People are the key word here. It should be about people getting to know people who appear different—not about people excluding other people because they don’t understand them and, as a result, are afraid of them.
Over the past thirty years, I have provided nursing care to, worked alongside of, and enjoyed friendships with, many persons with mental illness. These people are not killers— serial or otherwise—or pedophiles, or even remotely interested in harming others or disrupting their lives. They are men, women, teenagers and children who are facing the challenge of living with a mental illness. They are fellow human beings who often face this challenge with grace and dignity that is inspiring. My life has been made richer by knowing them.

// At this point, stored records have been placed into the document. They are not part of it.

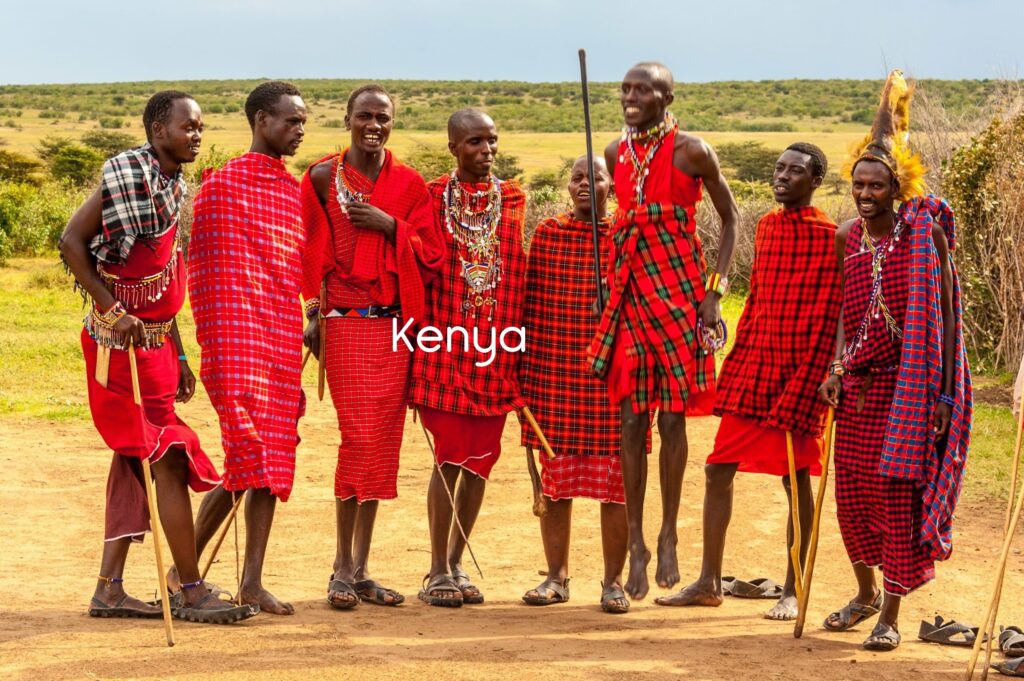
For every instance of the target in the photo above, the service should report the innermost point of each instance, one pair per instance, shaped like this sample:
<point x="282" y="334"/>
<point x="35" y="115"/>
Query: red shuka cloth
<point x="451" y="381"/>
<point x="152" y="430"/>
<point x="245" y="272"/>
<point x="368" y="379"/>
<point x="786" y="334"/>
<point x="646" y="346"/>
<point x="570" y="403"/>
<point x="880" y="517"/>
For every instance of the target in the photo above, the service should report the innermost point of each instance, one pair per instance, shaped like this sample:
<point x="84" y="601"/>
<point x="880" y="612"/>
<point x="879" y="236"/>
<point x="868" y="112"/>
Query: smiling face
<point x="473" y="141"/>
<point x="644" y="97"/>
<point x="284" y="127"/>
<point x="873" y="189"/>
<point x="180" y="136"/>
<point x="794" y="181"/>
<point x="580" y="190"/>
<point x="371" y="122"/>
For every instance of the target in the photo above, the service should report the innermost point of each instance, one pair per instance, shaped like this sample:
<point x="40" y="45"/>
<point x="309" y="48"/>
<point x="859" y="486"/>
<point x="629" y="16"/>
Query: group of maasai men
<point x="863" y="316"/>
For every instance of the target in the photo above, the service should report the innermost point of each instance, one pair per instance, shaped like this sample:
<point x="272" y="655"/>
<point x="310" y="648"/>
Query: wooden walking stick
<point x="223" y="533"/>
<point x="798" y="571"/>
<point x="985" y="635"/>
<point x="151" y="496"/>
<point x="540" y="503"/>
<point x="812" y="550"/>
<point x="590" y="174"/>
<point x="537" y="430"/>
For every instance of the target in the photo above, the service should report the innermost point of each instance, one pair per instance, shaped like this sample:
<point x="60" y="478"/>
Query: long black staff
<point x="590" y="174"/>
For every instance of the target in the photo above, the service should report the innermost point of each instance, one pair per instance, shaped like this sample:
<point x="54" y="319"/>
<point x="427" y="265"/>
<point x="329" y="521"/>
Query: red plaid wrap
<point x="569" y="403"/>
<point x="368" y="379"/>
<point x="245" y="273"/>
<point x="656" y="275"/>
<point x="786" y="334"/>
<point x="452" y="381"/>
<point x="879" y="517"/>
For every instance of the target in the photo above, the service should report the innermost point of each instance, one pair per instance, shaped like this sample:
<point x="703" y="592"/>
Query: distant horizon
<point x="534" y="41"/>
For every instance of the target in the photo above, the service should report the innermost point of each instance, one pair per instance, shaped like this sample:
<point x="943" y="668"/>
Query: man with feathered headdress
<point x="899" y="381"/>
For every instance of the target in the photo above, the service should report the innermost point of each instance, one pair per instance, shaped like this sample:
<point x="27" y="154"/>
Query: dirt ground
<point x="51" y="520"/>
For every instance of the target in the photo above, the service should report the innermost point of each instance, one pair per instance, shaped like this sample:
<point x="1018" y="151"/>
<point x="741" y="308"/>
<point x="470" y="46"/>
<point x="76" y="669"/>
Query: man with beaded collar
<point x="123" y="248"/>
<point x="900" y="380"/>
<point x="372" y="246"/>
<point x="463" y="394"/>
<point x="647" y="347"/>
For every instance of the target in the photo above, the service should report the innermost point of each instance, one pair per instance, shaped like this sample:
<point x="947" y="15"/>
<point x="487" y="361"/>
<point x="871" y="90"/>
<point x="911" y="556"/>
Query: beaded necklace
<point x="346" y="195"/>
<point x="877" y="306"/>
<point x="633" y="137"/>
<point x="475" y="232"/>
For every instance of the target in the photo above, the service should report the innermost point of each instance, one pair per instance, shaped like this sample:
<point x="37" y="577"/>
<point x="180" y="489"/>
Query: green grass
<point x="42" y="373"/>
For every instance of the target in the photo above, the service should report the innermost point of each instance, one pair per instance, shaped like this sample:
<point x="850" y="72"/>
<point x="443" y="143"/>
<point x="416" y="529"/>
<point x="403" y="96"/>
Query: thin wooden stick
<point x="222" y="535"/>
<point x="151" y="496"/>
<point x="798" y="570"/>
<point x="997" y="589"/>
<point x="986" y="634"/>
<point x="812" y="550"/>
<point x="540" y="504"/>
<point x="537" y="430"/>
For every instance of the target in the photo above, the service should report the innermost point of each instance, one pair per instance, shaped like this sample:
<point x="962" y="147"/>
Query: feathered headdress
<point x="888" y="142"/>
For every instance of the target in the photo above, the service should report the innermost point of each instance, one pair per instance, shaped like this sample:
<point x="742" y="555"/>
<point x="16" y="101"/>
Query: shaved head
<point x="659" y="74"/>
<point x="467" y="119"/>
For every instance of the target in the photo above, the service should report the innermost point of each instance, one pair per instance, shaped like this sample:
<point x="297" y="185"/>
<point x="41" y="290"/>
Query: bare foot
<point x="267" y="602"/>
<point x="695" y="594"/>
<point x="636" y="585"/>
<point x="173" y="581"/>
<point x="783" y="610"/>
<point x="668" y="567"/>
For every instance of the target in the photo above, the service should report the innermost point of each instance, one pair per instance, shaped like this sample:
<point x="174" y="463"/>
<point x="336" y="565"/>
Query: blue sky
<point x="61" y="41"/>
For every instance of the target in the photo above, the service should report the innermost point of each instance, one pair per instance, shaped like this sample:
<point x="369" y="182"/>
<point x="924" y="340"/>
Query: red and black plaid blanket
<point x="786" y="333"/>
<point x="452" y="381"/>
<point x="570" y="405"/>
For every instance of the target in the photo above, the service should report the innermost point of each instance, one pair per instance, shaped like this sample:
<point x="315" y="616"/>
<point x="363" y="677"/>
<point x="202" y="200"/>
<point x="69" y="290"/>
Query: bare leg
<point x="785" y="608"/>
<point x="614" y="540"/>
<point x="634" y="438"/>
<point x="866" y="592"/>
<point x="260" y="506"/>
<point x="556" y="527"/>
<point x="717" y="514"/>
<point x="672" y="464"/>
<point x="113" y="566"/>
<point x="439" y="516"/>
<point x="213" y="509"/>
<point x="468" y="500"/>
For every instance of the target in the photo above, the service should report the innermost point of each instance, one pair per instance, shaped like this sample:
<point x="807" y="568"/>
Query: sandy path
<point x="51" y="519"/>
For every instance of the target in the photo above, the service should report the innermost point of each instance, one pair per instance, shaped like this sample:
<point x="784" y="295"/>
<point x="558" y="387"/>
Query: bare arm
<point x="832" y="389"/>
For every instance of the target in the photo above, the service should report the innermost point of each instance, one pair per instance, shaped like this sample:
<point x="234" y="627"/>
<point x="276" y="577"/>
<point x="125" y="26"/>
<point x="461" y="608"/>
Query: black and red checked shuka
<point x="784" y="340"/>
<point x="569" y="402"/>
<point x="879" y="517"/>
<point x="462" y="403"/>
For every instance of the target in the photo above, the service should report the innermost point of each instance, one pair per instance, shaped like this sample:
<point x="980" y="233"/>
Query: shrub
<point x="16" y="167"/>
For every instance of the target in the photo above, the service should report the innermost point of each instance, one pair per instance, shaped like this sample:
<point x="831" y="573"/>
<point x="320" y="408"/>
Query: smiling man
<point x="646" y="347"/>
<point x="373" y="246"/>
<point x="461" y="394"/>
<point x="124" y="249"/>
<point x="245" y="271"/>
<point x="783" y="343"/>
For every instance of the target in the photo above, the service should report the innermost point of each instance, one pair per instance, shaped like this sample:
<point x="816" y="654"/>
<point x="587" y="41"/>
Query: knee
<point x="718" y="477"/>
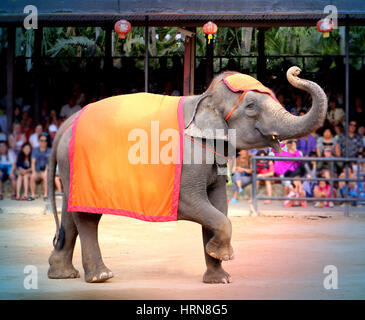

I would be pleased to have a group home for formerly homeless people with mental illness on my block. People who live there would be supported and ready for life in the community. As for my children, I would be glad that they would have the opportunity to get to know their new neighbors.
If you are going to protest something, be informed about what you are protesting. The stereotypes and myths about mental illness that are perpetuated in entertainment and news media have little to do with reality. For every one person with mental illness who is in the news for a crime committed there are 999 who are out there living their lives the best they can, just like the rest of us.